Il gigante da 370 miliardi che può decidere il futuro della transizione energetica: ecco chi è

Senza un piano di riciclo su larga scala, l’Europa rischia di fallire i suoi obiettivi climatici

Il gigante  da 370 miliardi che può decidere il futuro della transizione energetica: ecco chi è

Nel dibattito sulla transizione energetica, l’attenzione di governi e istituzioni è puntata su materiali “esotici” come litio, cobalto e terre rare. Ma la vera sfida potrebbe giocarsi su un fronte meno appariscente: quello delle poliolefine, la famiglia di materiali che include polietilene e polipropilene. Un comparto enorme — 370 miliardi di dollari di valore globale, in crescita del 5% annuo — che oggi viene trattato più come problema ambientale che come risorsa strategica.

In Europa, le poliolefine rappresentano quasi metà dei consumi di plastica. Sono ovunque: nell’isolamento dei cavi delle reti elettriche, nelle componenti che proteggono i pannelli solari per trent’anni, nei sistemi di cablaggio che collegano parchi eolici offshore alla rete. Senza questi materiali, la strategia REPowerEU, che punta a oltre 1.200 GW di capacità rinnovabile entro il 2030, rischia di restare sulla carta.

Il ruolo delle poliolefine non si ferma all’energia.

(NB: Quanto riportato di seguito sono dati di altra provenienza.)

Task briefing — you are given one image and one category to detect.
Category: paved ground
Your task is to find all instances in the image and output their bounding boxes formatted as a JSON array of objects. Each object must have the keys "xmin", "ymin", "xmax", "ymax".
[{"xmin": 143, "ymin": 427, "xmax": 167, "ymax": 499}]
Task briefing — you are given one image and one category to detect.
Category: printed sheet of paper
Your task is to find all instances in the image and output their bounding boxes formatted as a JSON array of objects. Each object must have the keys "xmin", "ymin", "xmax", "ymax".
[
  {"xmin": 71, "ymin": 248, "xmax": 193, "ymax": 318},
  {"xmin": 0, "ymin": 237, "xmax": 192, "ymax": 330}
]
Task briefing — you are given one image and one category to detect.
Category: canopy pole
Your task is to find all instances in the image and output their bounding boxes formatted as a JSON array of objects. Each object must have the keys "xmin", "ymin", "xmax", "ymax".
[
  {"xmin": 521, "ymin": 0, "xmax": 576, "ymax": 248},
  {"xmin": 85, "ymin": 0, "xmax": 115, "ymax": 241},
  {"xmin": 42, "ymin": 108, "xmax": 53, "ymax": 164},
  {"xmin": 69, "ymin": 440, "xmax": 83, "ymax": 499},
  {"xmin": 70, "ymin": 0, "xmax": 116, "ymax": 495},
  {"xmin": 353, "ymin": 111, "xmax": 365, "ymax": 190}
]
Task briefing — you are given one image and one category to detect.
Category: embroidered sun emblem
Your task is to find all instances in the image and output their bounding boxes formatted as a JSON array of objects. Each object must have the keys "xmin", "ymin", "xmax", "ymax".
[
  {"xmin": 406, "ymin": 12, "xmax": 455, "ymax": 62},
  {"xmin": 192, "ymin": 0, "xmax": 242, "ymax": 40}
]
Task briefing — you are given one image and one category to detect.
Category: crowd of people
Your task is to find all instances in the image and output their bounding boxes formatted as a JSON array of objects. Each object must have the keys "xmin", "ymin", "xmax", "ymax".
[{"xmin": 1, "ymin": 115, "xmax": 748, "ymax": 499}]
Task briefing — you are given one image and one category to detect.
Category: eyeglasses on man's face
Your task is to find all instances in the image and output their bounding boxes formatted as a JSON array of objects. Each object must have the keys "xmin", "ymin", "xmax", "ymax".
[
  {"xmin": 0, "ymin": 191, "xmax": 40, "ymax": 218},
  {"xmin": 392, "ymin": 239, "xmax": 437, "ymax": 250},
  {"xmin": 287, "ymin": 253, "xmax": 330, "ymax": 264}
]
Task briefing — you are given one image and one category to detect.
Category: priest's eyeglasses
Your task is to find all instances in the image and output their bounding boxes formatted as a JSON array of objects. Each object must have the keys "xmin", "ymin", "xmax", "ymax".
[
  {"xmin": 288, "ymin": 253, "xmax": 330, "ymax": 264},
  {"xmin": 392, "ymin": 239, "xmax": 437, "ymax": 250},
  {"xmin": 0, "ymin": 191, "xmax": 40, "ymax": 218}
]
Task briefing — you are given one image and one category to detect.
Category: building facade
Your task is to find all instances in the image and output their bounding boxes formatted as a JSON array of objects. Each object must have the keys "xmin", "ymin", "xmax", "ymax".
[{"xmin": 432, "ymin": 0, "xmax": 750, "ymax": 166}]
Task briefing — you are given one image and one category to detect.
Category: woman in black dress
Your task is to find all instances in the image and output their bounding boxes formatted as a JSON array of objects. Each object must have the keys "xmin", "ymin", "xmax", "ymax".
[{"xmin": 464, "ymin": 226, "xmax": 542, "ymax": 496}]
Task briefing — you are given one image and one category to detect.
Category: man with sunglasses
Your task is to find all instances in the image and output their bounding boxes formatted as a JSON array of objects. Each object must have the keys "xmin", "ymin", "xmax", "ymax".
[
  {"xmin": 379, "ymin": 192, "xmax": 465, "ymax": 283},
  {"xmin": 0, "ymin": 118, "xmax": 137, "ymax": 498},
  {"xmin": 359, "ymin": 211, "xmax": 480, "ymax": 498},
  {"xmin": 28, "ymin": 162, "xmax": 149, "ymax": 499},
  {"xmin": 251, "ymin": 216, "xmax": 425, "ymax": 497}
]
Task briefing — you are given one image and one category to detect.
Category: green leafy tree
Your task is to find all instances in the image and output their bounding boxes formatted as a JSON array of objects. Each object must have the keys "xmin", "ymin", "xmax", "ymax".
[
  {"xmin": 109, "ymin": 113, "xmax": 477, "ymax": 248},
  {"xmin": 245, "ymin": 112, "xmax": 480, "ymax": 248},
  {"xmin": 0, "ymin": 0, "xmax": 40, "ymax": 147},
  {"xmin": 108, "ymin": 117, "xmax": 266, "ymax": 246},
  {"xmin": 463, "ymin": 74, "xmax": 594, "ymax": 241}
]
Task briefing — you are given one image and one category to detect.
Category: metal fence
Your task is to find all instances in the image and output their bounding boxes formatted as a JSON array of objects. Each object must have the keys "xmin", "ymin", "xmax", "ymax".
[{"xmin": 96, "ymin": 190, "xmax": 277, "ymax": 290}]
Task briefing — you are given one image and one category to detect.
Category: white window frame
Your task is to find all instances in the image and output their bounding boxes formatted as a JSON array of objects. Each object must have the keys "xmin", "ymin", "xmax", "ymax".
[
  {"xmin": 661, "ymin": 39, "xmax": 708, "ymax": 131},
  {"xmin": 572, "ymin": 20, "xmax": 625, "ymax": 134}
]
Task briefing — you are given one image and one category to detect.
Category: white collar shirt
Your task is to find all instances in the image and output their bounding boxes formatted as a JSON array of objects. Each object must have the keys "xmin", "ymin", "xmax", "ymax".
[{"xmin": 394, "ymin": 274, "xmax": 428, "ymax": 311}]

Le siringhe e le sacche IV della sanità moderna, le confezioni alimentari che allungano la conservazione dei prodotti, le tubature in polietilene progettate per durare un secolo: sono tutte applicazioni che tengono insieme pezzi fondamentali delle nostre società. Eppure, nel disegno politico europeo, questi usi raramente vengono considerati parte della strategia per la resilienza.

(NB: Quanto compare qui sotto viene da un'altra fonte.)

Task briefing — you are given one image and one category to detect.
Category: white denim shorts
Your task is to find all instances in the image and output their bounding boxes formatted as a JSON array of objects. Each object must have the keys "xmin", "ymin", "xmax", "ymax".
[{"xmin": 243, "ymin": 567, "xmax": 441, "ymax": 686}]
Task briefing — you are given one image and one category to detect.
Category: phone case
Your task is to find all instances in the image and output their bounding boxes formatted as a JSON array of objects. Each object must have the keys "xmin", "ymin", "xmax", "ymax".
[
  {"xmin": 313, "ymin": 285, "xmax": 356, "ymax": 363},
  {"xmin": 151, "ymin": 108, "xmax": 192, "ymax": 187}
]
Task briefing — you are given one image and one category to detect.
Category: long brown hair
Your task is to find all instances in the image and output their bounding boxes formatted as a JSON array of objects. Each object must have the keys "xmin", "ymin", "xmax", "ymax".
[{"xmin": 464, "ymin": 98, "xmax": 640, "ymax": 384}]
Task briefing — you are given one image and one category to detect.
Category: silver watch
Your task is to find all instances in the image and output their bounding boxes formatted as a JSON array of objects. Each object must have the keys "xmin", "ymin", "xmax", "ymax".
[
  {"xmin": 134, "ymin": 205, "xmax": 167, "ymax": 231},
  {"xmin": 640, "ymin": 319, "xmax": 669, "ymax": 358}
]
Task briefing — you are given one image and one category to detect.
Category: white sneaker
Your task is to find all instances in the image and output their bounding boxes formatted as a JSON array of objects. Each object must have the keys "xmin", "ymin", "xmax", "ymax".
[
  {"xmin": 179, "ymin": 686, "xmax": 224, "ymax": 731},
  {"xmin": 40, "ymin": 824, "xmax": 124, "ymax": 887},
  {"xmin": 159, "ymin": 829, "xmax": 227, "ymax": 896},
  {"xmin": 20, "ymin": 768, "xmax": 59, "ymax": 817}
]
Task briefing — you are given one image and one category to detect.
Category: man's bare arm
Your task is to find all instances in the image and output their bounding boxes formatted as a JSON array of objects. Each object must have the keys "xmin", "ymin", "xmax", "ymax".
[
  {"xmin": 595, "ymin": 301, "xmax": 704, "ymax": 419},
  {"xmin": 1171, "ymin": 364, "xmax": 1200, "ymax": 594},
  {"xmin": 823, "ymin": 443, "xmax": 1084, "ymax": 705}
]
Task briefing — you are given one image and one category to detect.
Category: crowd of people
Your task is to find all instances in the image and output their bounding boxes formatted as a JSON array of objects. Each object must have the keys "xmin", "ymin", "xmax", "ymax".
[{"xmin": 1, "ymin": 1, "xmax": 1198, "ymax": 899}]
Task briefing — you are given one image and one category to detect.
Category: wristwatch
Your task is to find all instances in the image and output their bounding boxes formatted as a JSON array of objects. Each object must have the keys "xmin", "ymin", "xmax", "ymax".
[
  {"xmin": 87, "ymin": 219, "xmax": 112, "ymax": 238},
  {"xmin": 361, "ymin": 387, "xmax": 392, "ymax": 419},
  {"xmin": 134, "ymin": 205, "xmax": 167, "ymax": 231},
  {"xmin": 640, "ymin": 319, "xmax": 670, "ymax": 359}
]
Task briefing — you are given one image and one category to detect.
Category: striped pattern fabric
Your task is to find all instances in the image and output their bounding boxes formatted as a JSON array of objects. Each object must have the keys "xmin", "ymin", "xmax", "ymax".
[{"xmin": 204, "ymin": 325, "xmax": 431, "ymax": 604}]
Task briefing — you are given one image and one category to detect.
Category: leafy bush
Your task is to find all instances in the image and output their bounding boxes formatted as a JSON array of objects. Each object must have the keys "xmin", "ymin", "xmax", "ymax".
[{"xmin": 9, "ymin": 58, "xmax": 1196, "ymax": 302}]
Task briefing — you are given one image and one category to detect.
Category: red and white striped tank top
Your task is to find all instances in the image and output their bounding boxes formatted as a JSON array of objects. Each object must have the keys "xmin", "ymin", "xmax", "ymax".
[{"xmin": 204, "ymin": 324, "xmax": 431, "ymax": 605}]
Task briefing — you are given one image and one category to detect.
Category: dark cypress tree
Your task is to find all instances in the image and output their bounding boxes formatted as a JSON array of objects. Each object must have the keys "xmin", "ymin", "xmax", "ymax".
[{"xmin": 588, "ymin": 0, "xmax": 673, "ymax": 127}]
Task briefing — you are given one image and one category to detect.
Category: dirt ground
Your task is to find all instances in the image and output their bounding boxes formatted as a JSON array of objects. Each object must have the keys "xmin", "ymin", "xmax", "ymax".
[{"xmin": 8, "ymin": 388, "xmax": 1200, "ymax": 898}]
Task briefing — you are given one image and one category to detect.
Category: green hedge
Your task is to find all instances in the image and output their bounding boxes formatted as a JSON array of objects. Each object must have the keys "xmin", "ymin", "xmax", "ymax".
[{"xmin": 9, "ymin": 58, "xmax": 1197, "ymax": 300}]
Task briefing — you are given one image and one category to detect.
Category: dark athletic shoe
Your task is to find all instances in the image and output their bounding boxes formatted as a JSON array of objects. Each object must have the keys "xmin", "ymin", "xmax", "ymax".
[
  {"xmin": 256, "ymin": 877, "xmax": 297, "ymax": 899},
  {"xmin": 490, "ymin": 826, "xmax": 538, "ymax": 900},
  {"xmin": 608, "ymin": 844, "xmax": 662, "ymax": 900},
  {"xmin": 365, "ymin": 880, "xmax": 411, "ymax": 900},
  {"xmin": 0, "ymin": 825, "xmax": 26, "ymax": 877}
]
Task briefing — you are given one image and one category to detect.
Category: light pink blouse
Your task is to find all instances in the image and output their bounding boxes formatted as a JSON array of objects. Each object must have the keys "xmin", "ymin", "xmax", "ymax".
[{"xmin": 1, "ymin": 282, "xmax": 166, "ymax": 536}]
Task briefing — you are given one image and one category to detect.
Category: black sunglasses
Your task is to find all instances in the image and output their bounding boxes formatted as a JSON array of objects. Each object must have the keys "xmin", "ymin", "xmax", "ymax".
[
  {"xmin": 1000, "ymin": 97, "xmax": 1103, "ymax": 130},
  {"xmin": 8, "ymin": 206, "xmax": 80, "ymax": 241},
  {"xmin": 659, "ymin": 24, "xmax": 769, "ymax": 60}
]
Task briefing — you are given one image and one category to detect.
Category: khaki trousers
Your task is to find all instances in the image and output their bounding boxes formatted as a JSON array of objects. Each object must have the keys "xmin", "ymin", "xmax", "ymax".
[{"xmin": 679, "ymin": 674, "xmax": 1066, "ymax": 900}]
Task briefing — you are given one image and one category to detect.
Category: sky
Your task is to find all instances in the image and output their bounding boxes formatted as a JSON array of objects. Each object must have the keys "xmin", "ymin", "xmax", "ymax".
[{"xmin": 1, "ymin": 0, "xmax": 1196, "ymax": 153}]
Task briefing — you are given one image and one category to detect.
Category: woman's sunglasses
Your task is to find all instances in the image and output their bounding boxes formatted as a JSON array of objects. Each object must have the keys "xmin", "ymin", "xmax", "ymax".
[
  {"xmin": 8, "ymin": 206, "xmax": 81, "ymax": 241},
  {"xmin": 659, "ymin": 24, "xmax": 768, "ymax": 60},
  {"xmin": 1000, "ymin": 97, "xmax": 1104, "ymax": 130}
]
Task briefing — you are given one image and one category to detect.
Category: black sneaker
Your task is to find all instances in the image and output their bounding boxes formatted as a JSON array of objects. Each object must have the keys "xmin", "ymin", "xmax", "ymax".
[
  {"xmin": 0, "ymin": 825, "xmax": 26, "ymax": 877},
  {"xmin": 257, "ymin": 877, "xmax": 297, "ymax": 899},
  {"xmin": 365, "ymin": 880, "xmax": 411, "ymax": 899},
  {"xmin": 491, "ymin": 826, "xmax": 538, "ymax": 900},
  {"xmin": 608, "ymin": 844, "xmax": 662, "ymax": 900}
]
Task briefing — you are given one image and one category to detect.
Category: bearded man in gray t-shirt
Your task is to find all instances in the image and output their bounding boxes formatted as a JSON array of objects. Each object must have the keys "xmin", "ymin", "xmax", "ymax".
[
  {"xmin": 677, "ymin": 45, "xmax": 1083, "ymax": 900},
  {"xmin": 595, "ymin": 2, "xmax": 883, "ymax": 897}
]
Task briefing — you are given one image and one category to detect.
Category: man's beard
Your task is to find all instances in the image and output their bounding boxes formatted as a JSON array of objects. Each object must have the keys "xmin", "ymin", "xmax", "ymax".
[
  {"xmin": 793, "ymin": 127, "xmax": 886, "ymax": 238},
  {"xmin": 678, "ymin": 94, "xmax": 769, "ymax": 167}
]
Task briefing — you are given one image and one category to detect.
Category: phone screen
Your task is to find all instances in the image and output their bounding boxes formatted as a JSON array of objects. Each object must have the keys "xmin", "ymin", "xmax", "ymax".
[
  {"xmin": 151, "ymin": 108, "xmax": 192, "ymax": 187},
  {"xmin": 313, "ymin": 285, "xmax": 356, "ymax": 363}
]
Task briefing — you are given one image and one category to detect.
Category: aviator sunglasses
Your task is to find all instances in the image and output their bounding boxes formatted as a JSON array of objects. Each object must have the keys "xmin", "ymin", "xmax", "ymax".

Il problema della plastica è reale. Ma, nel caso delle poliolefine, il vero limite non è la riciclabilità: è l’assenza di infrastrutture su larga scala. Oggi in Europa solo il 23% dei rifiuti post-consumo di questi materiali viene recuperato. Non perché non si possa fare: le poliolefine possono essere riciclate più volte, anche chimicamente riportate a monomeri e trasformate in materiale “vergine”. La differenza la fa il sistema, non il polimero.

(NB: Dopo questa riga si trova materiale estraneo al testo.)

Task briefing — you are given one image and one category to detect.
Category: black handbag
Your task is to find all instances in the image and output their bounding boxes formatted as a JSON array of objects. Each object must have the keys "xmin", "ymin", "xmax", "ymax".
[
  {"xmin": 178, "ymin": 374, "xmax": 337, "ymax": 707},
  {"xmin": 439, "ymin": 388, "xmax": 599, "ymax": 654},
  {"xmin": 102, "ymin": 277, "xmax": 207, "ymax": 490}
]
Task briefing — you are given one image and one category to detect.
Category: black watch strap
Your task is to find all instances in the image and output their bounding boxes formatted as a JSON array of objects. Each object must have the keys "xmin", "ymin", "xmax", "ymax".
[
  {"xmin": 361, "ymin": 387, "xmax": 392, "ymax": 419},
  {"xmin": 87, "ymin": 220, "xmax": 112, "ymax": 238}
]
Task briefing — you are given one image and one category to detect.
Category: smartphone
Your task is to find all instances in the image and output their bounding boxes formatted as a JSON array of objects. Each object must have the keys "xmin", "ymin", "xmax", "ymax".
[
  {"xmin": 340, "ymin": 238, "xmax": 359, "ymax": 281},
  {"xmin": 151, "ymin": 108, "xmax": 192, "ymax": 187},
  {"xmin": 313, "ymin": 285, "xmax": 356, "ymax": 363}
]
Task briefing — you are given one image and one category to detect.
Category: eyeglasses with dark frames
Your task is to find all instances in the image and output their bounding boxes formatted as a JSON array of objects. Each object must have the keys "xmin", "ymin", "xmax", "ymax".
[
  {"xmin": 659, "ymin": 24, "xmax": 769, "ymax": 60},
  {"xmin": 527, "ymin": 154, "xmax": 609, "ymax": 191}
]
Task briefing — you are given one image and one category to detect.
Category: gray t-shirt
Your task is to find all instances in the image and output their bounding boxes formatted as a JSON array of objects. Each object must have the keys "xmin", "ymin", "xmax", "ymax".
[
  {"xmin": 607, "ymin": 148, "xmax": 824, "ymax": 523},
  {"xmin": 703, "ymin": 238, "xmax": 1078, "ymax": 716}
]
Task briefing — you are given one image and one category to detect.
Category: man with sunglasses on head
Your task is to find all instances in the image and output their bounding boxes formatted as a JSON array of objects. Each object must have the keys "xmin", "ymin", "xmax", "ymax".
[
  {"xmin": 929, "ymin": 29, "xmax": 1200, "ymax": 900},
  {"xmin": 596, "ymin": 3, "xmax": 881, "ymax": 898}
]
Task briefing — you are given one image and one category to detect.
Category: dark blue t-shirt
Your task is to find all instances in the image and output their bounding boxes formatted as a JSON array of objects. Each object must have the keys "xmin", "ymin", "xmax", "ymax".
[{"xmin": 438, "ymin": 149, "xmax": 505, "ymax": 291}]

Investire in impianti di trattamento non è solo un tema ambientale: è una scelta industriale. 100.000 tonnellate di rifiuti poliolefinici trattati ogni anno possono generare fino a 130 milioni di euro di valore aggiunto e creare 1.000 posti di lavoro. Per le aziende, l’uso di feedstock riciclati può abbattere i costi del 20-40%.

A differenza delle terre rare, le poliolefine possono essere prodotte da fonti diversificate: gas, biomasse, persino CO₂ catturata. Significa autonomia e resilienza. Ma per ora Bruxelles continua a ignorarle, frammentando le politiche tra energia, industria e ambiente.